Robert Asenstorfer MRACI CChem, Maarten Ryder, Scott Donner, Benjamin Lethbridge and Graham Jones MRACI are at the School of Agriculture Food and Wine, the University of Adelaide. This paper is dedicated to the memory of Max Tate.

Max Tate, natural product chemist

 

Max Tate passed away in 2016 after a battle with melanoma and having spent the best part of 35 years working at the University of Adelaide, initially in the Faculty of Agricultural Science, later known as the School of Agriculture, Food and Wine, on the Waite campus.

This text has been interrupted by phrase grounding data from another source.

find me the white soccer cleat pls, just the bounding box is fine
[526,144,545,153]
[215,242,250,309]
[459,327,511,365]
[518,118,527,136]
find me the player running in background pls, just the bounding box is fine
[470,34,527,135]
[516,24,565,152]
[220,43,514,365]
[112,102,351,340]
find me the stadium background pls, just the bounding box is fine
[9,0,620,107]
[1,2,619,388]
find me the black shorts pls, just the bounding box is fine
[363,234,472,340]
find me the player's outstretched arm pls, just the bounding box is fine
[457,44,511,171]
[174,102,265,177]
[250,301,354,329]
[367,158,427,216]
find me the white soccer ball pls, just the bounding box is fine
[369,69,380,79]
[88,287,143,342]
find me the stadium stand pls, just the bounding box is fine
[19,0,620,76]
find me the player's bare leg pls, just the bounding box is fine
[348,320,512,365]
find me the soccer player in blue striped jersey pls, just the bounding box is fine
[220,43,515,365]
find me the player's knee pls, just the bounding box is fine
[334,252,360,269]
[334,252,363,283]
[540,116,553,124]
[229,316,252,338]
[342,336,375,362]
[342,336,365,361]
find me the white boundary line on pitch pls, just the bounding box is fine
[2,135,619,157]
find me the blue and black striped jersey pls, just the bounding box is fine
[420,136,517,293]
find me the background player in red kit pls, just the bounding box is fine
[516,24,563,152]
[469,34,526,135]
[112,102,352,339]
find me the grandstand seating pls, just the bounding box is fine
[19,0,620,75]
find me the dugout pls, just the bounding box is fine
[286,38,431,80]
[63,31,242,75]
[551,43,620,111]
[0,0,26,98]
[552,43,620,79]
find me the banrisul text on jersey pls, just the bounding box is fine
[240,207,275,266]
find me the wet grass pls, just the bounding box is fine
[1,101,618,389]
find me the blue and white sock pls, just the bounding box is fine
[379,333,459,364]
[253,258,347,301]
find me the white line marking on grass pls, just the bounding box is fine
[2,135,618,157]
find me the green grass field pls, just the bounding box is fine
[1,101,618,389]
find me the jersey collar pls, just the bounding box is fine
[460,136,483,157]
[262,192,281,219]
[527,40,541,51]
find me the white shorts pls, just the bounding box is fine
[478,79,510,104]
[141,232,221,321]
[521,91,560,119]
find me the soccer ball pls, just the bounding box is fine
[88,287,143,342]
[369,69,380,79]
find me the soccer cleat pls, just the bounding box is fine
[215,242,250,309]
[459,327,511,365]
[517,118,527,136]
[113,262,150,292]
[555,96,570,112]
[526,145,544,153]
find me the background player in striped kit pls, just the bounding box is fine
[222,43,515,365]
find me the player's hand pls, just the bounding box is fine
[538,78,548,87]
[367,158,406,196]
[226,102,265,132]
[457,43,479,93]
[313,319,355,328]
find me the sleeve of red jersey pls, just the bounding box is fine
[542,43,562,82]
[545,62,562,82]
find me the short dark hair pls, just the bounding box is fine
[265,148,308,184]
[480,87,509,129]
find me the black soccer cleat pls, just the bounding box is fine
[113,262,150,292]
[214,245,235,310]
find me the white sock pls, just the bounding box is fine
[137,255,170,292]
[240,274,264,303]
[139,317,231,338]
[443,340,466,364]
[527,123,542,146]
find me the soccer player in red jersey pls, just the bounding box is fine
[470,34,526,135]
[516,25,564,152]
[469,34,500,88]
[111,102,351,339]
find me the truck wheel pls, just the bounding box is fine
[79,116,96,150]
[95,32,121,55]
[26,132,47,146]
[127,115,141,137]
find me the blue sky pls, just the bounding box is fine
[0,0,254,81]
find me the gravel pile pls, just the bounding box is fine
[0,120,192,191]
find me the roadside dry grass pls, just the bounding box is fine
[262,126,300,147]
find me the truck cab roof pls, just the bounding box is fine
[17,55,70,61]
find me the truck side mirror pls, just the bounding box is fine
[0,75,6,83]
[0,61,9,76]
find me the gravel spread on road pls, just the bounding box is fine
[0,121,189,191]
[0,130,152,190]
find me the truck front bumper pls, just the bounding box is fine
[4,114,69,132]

Max studied at the University of Sydney, did his PhD with Stephen Angyal at the University of New South Wales, and then did a postdoc in Canada before moving to the University of Adelaide in 1964, where he taught until his retirement in 1998. He continued working there as visiting scientist until his death. During this time Max trained numerous research students, with his initial research focusing on the structure and function of inositol phosphates. A very productive part of Max’s research career was with his good friend Professor Allen Kerr on the internationally recognised biological control of crown gall and the study of naturally occurring antibiotics against plant pathogens. This research led to the development of a genetically modified biological control agent for crown gall, a plant tumour disease of economically important tree crops, which is still a commercial product in several countries worldwide.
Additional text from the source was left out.